Groups to seek info on equity in schoolsBy PAUL FEELY
New Hampshire Union Leader
August 22. 2017 12:48AM
MANCHESTER — Civil rights groups and city educators are seeking information from the Manchester School District on its efforts to “achieve equity” in Queen City schools.
Representatives of the Granite State Organizing Project, the National Education Association–New Hampshire, the Manchester Education Association, Young Organizers United and the Manchester Chapter of the National Association of the Advancement of Colored People will hold a news conference this Wednesday at 1:30 p.m. at Manchester City Hall.
They plan to announce they have asked the American Civil Liberties Union of New Hampshire to file a formal Right-to-Know request with the school district seeking information related to progress on the implementation of the Office of Civil Rights (OCR) Resolution Agreement Work Plan, related to a resolution agreement city school officials signed with the federal Office of Civil Rights in 2014.
The 2014 agreement followed the release of a report by the OCR that found black, Latino and English-learning students were disproportionately under-enrolled in the district’s Advanced Placement (AP) courses.
“I’ve been concerned about equity in Manchester Schools since I was a young high school student and youth advocate,” said Adol Mashut, youth and education organizer for the GSOP. “I am afraid that not much progress has been made and I am eager to know what we can discover about the district’s implementation of the OCR agreement they adopted in 2014.”
The 2014 report found that during the 2010-2011 school year, 26 of the 434 seats in AP courses were held by black or Latino students. Their enrollment in city high schools was 381 and 596, respectively.

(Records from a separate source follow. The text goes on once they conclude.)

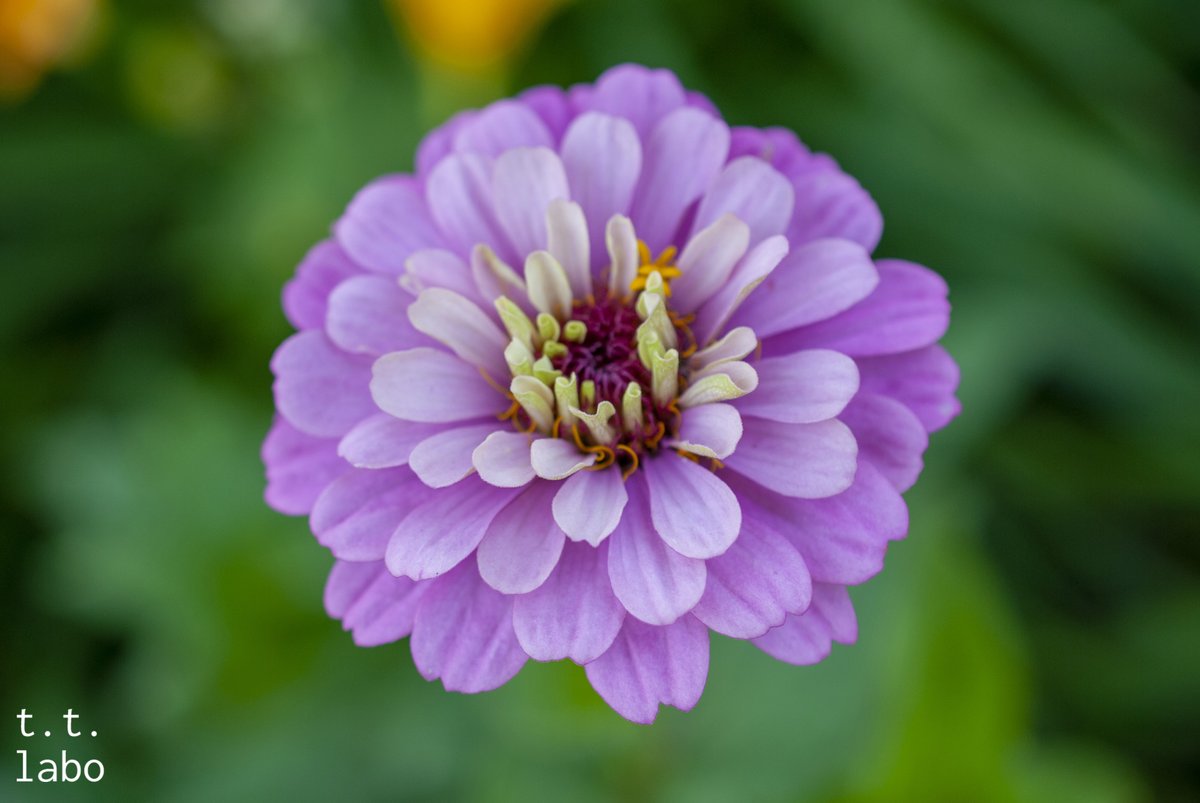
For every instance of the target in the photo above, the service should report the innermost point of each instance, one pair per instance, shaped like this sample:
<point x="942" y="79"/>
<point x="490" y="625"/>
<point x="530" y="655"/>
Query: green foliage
<point x="1035" y="639"/>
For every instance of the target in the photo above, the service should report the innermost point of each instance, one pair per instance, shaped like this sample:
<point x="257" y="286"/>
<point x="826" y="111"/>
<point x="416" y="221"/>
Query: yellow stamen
<point x="664" y="264"/>
<point x="653" y="441"/>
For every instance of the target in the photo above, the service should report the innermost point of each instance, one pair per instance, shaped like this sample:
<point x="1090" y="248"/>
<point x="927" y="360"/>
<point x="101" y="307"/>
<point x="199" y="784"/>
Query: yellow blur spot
<point x="472" y="35"/>
<point x="664" y="264"/>
<point x="36" y="35"/>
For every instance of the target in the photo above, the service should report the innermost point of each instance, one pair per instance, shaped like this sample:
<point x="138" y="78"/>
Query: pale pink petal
<point x="366" y="316"/>
<point x="574" y="613"/>
<point x="681" y="157"/>
<point x="569" y="243"/>
<point x="318" y="388"/>
<point x="501" y="126"/>
<point x="463" y="634"/>
<point x="756" y="583"/>
<point x="523" y="184"/>
<point x="588" y="505"/>
<point x="385" y="222"/>
<point x="803" y="460"/>
<point x="603" y="157"/>
<point x="522" y="544"/>
<point x="444" y="528"/>
<point x="424" y="384"/>
<point x="814" y="282"/>
<point x="551" y="105"/>
<point x="891" y="437"/>
<point x="828" y="203"/>
<point x="445" y="457"/>
<point x="747" y="276"/>
<point x="357" y="514"/>
<point x="654" y="582"/>
<point x="802" y="388"/>
<point x="924" y="379"/>
<point x="906" y="311"/>
<point x="709" y="430"/>
<point x="640" y="95"/>
<point x="438" y="143"/>
<point x="755" y="192"/>
<point x="298" y="467"/>
<point x="648" y="665"/>
<point x="843" y="538"/>
<point x="693" y="510"/>
<point x="503" y="460"/>
<point x="377" y="607"/>
<point x="808" y="637"/>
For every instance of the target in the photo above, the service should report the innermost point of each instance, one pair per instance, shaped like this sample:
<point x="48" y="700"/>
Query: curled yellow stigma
<point x="664" y="264"/>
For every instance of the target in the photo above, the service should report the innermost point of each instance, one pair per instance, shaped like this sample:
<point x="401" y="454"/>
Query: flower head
<point x="603" y="376"/>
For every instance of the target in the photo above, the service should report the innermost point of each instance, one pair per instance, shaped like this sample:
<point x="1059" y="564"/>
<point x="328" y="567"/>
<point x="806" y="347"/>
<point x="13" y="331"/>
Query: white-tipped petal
<point x="726" y="382"/>
<point x="735" y="346"/>
<point x="495" y="277"/>
<point x="660" y="323"/>
<point x="707" y="262"/>
<point x="631" y="408"/>
<point x="567" y="238"/>
<point x="519" y="358"/>
<point x="555" y="459"/>
<point x="503" y="460"/>
<point x="549" y="288"/>
<point x="567" y="395"/>
<point x="516" y="322"/>
<point x="545" y="371"/>
<point x="623" y="255"/>
<point x="709" y="431"/>
<point x="665" y="377"/>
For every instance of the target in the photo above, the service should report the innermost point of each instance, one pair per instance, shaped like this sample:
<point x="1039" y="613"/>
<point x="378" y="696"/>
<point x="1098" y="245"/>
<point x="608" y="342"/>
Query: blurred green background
<point x="163" y="166"/>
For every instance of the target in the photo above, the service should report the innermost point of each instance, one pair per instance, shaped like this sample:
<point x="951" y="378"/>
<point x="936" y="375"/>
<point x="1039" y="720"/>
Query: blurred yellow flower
<point x="472" y="35"/>
<point x="36" y="35"/>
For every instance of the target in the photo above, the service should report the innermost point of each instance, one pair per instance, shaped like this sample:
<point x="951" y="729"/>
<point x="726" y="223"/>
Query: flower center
<point x="603" y="370"/>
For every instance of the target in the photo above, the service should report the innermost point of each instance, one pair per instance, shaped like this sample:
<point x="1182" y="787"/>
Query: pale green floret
<point x="660" y="323"/>
<point x="736" y="345"/>
<point x="517" y="323"/>
<point x="726" y="382"/>
<point x="553" y="349"/>
<point x="549" y="327"/>
<point x="567" y="395"/>
<point x="622" y="245"/>
<point x="575" y="331"/>
<point x="520" y="358"/>
<point x="631" y="408"/>
<point x="648" y="345"/>
<point x="535" y="400"/>
<point x="544" y="370"/>
<point x="603" y="432"/>
<point x="665" y="377"/>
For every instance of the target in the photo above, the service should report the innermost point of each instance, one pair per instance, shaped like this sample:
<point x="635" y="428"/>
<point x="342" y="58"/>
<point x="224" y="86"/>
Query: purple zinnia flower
<point x="605" y="375"/>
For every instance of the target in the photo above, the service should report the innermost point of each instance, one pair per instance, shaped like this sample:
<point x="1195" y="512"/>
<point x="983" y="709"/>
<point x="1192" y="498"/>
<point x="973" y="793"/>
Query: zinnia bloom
<point x="605" y="375"/>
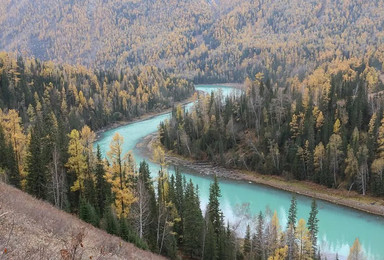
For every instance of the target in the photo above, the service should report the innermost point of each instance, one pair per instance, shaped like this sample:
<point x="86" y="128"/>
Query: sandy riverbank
<point x="369" y="204"/>
<point x="152" y="114"/>
<point x="146" y="116"/>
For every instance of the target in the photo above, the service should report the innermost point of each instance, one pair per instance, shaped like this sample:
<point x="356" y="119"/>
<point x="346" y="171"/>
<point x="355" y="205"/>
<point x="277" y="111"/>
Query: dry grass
<point x="33" y="229"/>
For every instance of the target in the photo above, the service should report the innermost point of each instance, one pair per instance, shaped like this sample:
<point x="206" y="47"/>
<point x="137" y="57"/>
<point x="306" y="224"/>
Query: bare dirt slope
<point x="33" y="229"/>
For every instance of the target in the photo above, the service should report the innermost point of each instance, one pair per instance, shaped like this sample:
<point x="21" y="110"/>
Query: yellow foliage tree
<point x="119" y="174"/>
<point x="304" y="243"/>
<point x="280" y="254"/>
<point x="356" y="252"/>
<point x="77" y="160"/>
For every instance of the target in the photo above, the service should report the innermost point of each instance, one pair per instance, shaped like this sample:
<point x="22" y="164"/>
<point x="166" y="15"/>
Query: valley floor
<point x="341" y="197"/>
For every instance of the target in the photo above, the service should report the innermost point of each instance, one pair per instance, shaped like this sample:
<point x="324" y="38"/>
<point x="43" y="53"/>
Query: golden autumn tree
<point x="303" y="239"/>
<point x="356" y="252"/>
<point x="11" y="123"/>
<point x="280" y="254"/>
<point x="334" y="150"/>
<point x="377" y="166"/>
<point x="119" y="174"/>
<point x="77" y="160"/>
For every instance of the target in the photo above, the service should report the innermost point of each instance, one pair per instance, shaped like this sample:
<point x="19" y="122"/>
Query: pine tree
<point x="259" y="246"/>
<point x="102" y="187"/>
<point x="77" y="161"/>
<point x="193" y="223"/>
<point x="150" y="229"/>
<point x="304" y="243"/>
<point x="119" y="175"/>
<point x="356" y="252"/>
<point x="292" y="213"/>
<point x="313" y="225"/>
<point x="37" y="170"/>
<point x="247" y="241"/>
<point x="215" y="214"/>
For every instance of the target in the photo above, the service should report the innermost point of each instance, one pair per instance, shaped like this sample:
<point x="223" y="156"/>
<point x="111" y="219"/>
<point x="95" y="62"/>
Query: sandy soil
<point x="33" y="229"/>
<point x="369" y="204"/>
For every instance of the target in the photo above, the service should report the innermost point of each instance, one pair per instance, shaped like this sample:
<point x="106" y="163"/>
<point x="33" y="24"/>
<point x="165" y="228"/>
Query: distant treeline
<point x="327" y="128"/>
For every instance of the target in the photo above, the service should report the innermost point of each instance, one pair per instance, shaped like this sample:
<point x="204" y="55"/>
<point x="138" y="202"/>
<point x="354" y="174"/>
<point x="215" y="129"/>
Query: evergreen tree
<point x="313" y="226"/>
<point x="102" y="187"/>
<point x="215" y="214"/>
<point x="259" y="246"/>
<point x="150" y="229"/>
<point x="37" y="171"/>
<point x="292" y="213"/>
<point x="247" y="241"/>
<point x="193" y="223"/>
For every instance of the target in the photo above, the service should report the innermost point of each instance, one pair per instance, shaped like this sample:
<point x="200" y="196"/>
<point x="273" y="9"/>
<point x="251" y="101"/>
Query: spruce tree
<point x="37" y="171"/>
<point x="247" y="241"/>
<point x="313" y="224"/>
<point x="259" y="243"/>
<point x="103" y="190"/>
<point x="13" y="173"/>
<point x="292" y="214"/>
<point x="193" y="223"/>
<point x="150" y="230"/>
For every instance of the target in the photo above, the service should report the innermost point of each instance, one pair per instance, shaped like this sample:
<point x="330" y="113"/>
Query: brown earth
<point x="33" y="229"/>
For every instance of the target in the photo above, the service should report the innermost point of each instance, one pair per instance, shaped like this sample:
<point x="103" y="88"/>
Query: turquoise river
<point x="338" y="226"/>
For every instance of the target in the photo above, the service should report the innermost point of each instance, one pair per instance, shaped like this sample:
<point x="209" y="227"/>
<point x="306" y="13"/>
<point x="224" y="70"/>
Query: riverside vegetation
<point x="62" y="168"/>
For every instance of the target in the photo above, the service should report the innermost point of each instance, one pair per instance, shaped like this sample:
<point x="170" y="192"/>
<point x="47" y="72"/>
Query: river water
<point x="338" y="225"/>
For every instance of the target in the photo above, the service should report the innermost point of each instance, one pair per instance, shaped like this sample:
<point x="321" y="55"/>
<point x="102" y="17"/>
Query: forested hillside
<point x="328" y="128"/>
<point x="78" y="96"/>
<point x="201" y="39"/>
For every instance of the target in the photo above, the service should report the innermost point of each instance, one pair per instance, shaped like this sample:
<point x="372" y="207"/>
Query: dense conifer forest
<point x="327" y="128"/>
<point x="310" y="109"/>
<point x="205" y="40"/>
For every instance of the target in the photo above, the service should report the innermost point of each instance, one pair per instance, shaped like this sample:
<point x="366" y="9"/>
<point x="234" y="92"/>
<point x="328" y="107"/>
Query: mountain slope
<point x="202" y="39"/>
<point x="32" y="229"/>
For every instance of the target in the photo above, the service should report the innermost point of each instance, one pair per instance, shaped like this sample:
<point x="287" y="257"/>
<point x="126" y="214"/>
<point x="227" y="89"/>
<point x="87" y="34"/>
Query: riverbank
<point x="143" y="117"/>
<point x="352" y="199"/>
<point x="152" y="114"/>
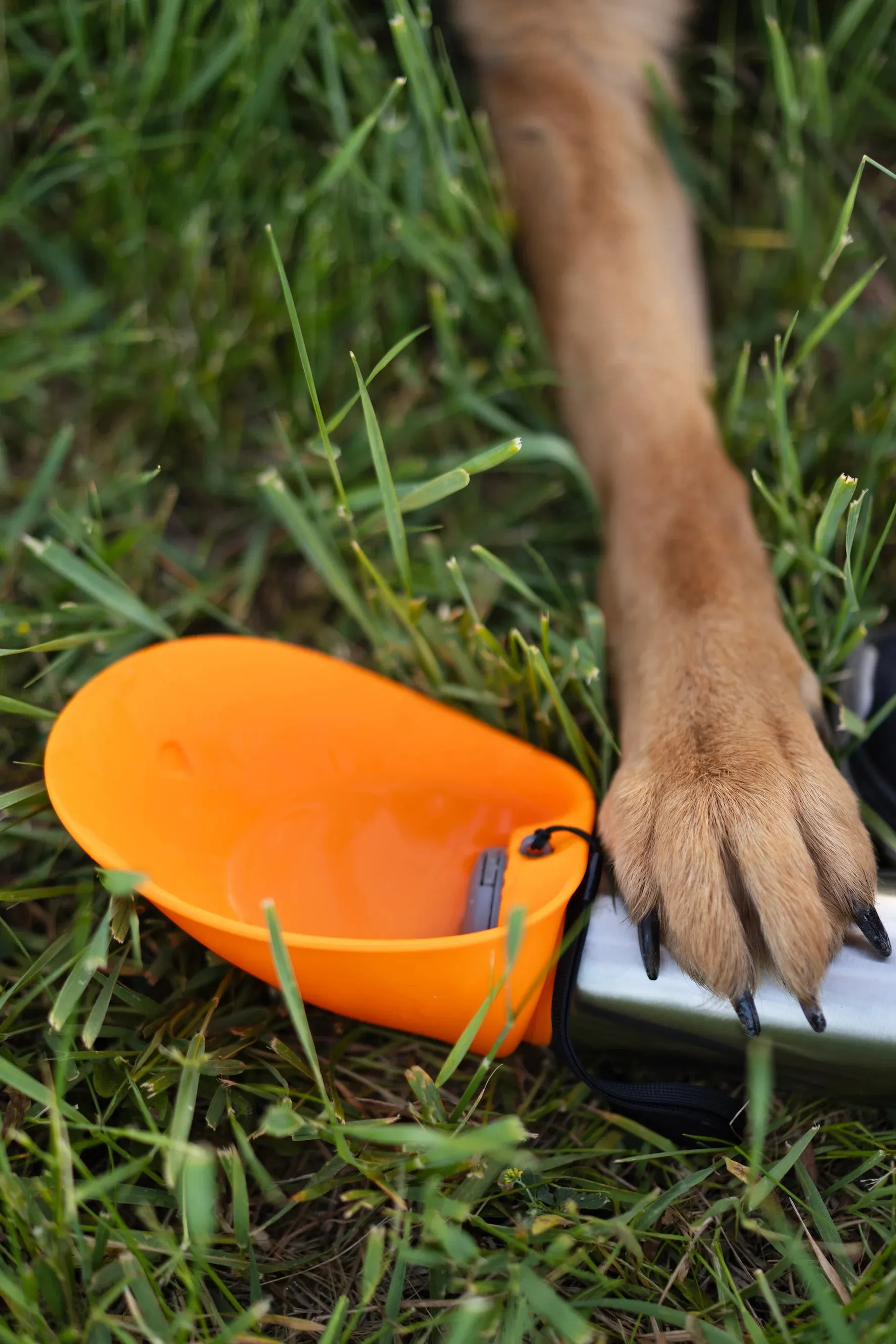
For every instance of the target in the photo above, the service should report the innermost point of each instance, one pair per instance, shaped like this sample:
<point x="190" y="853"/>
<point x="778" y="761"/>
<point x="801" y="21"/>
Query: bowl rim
<point x="182" y="909"/>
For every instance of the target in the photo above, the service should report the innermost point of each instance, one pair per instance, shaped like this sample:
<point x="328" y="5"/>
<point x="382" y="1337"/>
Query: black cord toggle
<point x="539" y="843"/>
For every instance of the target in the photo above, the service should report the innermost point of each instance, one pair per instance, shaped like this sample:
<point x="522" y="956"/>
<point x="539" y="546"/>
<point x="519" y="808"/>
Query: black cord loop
<point x="539" y="843"/>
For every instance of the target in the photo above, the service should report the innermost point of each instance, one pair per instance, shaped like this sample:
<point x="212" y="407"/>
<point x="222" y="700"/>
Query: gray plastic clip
<point x="484" y="891"/>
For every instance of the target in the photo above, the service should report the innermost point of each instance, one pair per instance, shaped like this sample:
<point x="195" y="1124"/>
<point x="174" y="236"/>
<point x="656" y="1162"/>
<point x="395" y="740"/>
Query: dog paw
<point x="734" y="838"/>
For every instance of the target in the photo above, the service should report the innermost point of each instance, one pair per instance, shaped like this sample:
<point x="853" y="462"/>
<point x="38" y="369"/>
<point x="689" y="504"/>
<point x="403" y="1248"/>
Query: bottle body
<point x="675" y="1027"/>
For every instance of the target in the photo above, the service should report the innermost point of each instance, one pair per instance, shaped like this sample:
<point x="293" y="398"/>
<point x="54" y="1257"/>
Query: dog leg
<point x="727" y="817"/>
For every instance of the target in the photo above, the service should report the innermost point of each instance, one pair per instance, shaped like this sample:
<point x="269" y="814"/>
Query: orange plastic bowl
<point x="233" y="770"/>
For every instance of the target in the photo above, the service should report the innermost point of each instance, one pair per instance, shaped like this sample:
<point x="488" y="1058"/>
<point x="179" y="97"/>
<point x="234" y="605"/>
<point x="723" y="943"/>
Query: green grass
<point x="179" y="1161"/>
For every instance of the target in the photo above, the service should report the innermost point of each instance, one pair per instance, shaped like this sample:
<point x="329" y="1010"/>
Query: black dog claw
<point x="649" y="944"/>
<point x="871" y="925"/>
<point x="815" y="1017"/>
<point x="746" y="1010"/>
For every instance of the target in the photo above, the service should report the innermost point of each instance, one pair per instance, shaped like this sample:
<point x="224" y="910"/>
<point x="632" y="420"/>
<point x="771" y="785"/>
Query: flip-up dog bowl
<point x="236" y="770"/>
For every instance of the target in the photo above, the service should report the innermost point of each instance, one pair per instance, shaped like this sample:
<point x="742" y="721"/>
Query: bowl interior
<point x="232" y="770"/>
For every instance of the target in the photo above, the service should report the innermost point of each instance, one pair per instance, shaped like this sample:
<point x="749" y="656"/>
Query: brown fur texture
<point x="727" y="813"/>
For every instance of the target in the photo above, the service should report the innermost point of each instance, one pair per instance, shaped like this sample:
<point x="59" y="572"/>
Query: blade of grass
<point x="391" y="510"/>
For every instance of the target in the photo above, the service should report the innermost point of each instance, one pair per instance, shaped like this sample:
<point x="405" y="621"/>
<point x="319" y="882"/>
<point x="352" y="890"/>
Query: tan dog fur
<point x="727" y="813"/>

A comprehensive audit of the district in 2013 also highlighted racial disparities, in particular the lack of nonwhite teachers and administrators.
In September 2016, members of the Young Organizers United group addressed members of the Manchester school board, asking officials to consider adopting a resolution to fully implement the OCR Resolution Agreement Work Plan. The school board took the comments under advisement.